Of course, nothing's stopping them from commanding separate images at different exposures and merging them on the ground. I haven't heard of that being done, but it would be fairly straightforward if one was willing to accept the penalty of downlinking the extra data.

We have no plans to build this into the image acquisition process for MSL -- we've got our hands full there as it is. smile.gif
djellison
Actually - I've found MER imagery to have a much better range than most digital cameras - and whilst I've played with HDR a little in the 3D field, I can't imagine much benefit for MER purposes.

Doug
Pertinax
My understanding of HDR imagery is that it is intended to overcome the dynamic range limitations of standard 8bit imagery (well, 24 bit (8R,8G, 8B)), which has a rather limited dynamic range.

The rover imagery (the *.img imagery) is 12bit per image, providing a wealth of more dynamic range information than 'normal' / 8bit imagery would. This is not to say that you could not use the technique to produce an image of even greater dynamic range (one absolutly could), but as Doug noted, there is little need /benefit to do so -- particularly as we already have 12 bit per filter imagery.


-- Pertinax
SteveM
QUOTE (Pertinax @ Feb 21 2006, 09:54 AM) *
The rover imagery (the *.img imagery) is 12bit per image, providing a wealth of more dynamic range information than 'normal' / 8bit imagery would.
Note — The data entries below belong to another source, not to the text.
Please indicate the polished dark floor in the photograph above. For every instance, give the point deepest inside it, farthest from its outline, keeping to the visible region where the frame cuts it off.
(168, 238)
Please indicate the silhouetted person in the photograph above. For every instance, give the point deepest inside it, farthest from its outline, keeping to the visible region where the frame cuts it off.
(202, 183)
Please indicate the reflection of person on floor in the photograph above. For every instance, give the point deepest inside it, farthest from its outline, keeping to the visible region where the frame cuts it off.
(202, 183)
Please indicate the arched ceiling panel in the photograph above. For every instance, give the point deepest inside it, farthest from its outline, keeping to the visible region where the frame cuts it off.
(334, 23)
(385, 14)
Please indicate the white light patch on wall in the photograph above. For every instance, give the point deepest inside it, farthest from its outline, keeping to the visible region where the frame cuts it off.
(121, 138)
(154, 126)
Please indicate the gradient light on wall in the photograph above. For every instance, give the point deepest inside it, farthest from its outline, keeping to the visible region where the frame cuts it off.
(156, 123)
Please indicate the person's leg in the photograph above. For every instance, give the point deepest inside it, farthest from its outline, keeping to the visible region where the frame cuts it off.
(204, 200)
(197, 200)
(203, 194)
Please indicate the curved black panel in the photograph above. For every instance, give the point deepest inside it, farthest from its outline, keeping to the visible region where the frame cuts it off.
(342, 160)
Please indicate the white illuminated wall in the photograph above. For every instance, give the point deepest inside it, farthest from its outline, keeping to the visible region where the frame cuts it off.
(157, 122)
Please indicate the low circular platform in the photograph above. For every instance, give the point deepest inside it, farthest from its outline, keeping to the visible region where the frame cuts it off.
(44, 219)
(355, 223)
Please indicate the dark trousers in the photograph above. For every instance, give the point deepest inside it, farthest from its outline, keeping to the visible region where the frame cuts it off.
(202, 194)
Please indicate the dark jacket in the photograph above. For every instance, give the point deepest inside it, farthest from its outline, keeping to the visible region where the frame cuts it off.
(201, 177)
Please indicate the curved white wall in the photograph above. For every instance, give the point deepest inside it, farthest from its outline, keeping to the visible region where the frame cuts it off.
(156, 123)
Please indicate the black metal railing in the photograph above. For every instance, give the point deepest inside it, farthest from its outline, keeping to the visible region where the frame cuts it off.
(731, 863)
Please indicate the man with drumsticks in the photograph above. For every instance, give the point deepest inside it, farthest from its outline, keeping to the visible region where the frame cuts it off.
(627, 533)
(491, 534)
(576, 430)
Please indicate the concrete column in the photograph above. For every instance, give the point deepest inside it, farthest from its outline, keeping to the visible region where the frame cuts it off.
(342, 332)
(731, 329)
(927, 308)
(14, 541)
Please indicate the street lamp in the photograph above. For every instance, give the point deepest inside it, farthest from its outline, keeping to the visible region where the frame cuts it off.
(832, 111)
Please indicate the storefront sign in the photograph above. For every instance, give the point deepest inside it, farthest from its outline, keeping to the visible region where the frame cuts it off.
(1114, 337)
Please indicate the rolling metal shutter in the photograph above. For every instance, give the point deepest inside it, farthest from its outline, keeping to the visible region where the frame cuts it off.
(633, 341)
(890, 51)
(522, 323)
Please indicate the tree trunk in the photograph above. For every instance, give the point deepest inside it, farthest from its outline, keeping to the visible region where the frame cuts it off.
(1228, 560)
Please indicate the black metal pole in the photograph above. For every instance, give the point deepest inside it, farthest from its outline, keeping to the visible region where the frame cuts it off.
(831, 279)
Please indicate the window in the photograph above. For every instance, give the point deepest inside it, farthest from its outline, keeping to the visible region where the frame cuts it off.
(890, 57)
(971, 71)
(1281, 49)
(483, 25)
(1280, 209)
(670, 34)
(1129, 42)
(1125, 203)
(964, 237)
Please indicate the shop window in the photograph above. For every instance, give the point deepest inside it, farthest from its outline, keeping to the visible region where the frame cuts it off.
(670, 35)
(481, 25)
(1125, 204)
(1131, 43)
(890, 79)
This is not to say that you could not use the technique to produce an image of even greater dynamic range (one absolutly could), but as Doug noted, there is little need /benefit to do so -- particularly as we already have 12 bit per filter imagery.
-- Pertinax


Thanks for all the helpful comments. 12 bits is much better than 8, but not up to the ability of HDR to deal with deep shadows and glaring reflections in the same image. I guess my perception of the dynamic range limits came from just using the JPGs, with their 8 bit range.

Using my newbie privilege, can anyone point me to sources for the .img files and for software to read them.

Steve
slinted
The img files can be found in the MER Analyst Notebook. Under search, look for RAD files. If you're using windows, Bjorn's img2png program will help make displayable images (using the -r flag to apply the scaling factors) from the img files.

As has already been mentioned, the 12 bit range allows almost every detail on the surface to be captured in a single exposure. On Mars, I think only direct solar, or bright sky, imaging would create a greater than 1000:1 range. The occasional specular reflection bleeds out the pixels, but that has more to do with how the autoexposure works than what the ccd could actually handle. Areas under shadows have good visible detail but it's hard to tell that from looking at the raw jpgs.

The problem of seeing the detail in shadow still remains even if there is useable data in those areas. The other half of the HDR research might end up being much more important for Mars imaging than multi-exposure photography. Since computer displays and TVs only have a dynamic range of 1:100, the issue of how best to compress the photographic range into the display range is a significant challenge. Since HDR images often have a vastly wider range than the display device, research into intelligent tone mapping has gone hand in hand with the methods for capturing HDR images. Retinex, iCAM and several other techniques attempt to preserve visible detail while compressing the range for display or print. Even smaller range images, like Pancam, could benefit from some smart tone mapping.